Rodents are just the same as any other wild creature. If they find a good source of food, they will go for it. Unfortunately, the food source the rodent is going for could include the plants in your garden. Several options exist for getting rid of these pests but bear in mind that as long as your garden plants are easy to get to, you will have a reoccurring issue with rodents. Therefore, your best course of action is to deter the rodents.
First thing to do is identify you have a rodent problem. Look for evidence of rodent damage such as gnawed stems and leaves. Droppings or shredded nesting material may also be present within the garden or in any outbuildings such as a shed or garage. It's important to identify the pest in your garden so that you know the best way to handle the problem.
The following will help you to identify any rodents or similar looking animals that you may see in your garden.
If the creature has a long pointed nose and tiny eyes it is not a rodent but a very useful Insect Eating Shrew.
The minute Harvest Mouse which eats grain and insects has small ears, a blunt nose and a long tail used for grasping.
Big black eyes, large ears and a long tail denote a seed eating wood mouse, also known as a field mouse.
If you come across a large rodent in the garden it is likely to be a brown rat which eats anything. Though the brown rats fur is occasionally black, its small ears and thick scaly tail which is shorter than the head and body distinguish it from the black rat
The black rat has large ears and a tail longer than its head and body.
Creatures with a short tail, small eyes, rounded nose and barely visible ears identify the vole.
To prevent any further damage by making your garden rodent-proof. Fences around your garden may prevent access to the plants but rodents can easily chew through wood or burrow underneath the fencing. Choose materials such as hard plastic or metal that the pests are less likely to damage.

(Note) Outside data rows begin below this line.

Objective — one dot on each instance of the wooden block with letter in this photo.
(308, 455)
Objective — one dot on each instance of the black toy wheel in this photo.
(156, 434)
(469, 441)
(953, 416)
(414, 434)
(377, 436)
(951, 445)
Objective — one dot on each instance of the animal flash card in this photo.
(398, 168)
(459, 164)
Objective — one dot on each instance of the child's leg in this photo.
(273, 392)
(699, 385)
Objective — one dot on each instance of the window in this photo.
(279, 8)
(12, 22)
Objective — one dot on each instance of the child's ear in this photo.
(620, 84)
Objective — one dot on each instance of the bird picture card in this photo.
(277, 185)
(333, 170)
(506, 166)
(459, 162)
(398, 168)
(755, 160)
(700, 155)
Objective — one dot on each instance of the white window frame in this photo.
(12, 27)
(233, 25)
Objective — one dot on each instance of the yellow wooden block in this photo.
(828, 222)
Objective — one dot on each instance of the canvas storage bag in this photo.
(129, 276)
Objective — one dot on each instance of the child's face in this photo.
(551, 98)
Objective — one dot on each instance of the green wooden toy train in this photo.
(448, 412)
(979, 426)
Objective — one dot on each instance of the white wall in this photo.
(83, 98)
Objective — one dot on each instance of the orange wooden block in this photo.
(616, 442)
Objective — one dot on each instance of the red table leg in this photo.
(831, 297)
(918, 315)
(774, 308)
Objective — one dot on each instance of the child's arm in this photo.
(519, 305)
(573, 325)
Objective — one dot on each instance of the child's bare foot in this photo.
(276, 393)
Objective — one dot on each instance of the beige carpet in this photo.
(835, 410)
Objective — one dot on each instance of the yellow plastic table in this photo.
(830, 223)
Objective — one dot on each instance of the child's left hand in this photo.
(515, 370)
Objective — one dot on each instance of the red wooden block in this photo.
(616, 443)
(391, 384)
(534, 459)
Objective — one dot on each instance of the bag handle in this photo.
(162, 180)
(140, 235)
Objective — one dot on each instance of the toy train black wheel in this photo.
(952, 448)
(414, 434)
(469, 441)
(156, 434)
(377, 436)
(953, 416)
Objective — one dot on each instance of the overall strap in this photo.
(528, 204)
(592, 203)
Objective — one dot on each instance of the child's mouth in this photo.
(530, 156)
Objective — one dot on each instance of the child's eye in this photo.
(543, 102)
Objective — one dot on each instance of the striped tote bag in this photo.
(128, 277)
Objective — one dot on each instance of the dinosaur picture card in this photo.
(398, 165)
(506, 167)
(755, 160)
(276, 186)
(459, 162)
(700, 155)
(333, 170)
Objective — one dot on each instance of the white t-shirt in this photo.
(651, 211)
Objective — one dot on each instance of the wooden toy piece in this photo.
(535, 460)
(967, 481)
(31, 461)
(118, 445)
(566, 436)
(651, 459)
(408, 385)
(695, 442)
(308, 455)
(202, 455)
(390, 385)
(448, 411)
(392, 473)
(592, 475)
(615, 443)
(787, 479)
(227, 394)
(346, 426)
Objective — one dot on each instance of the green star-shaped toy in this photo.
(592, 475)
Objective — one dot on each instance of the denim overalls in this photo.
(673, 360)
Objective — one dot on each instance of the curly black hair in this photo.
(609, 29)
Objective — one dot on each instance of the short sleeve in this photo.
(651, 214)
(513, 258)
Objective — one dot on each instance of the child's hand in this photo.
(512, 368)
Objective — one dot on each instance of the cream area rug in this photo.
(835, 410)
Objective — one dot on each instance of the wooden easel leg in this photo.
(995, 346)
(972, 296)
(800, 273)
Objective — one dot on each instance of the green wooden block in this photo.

Scatter crushed oyster shells or gravel around new plantings. These materials will discourage rodent pests from nibbling on your garden plants. Electric powered rodent repellers are excellent, they omit an ultrasonic noise that rats and mice can't stand but humans can't hear. Clean up plant debris that could invite nesting sites. Delay winter mulching until after a hard freeze. Protect tree trunks with a tree guard or encircle them with hardware cloth, making sure protection extends a couple inches below the soil surface and a foot or more above the soil surface
Set Mouse Traps and place them at areas where the rodents are entering the garden. Look for tracks and droppings as this will help you locate these areas.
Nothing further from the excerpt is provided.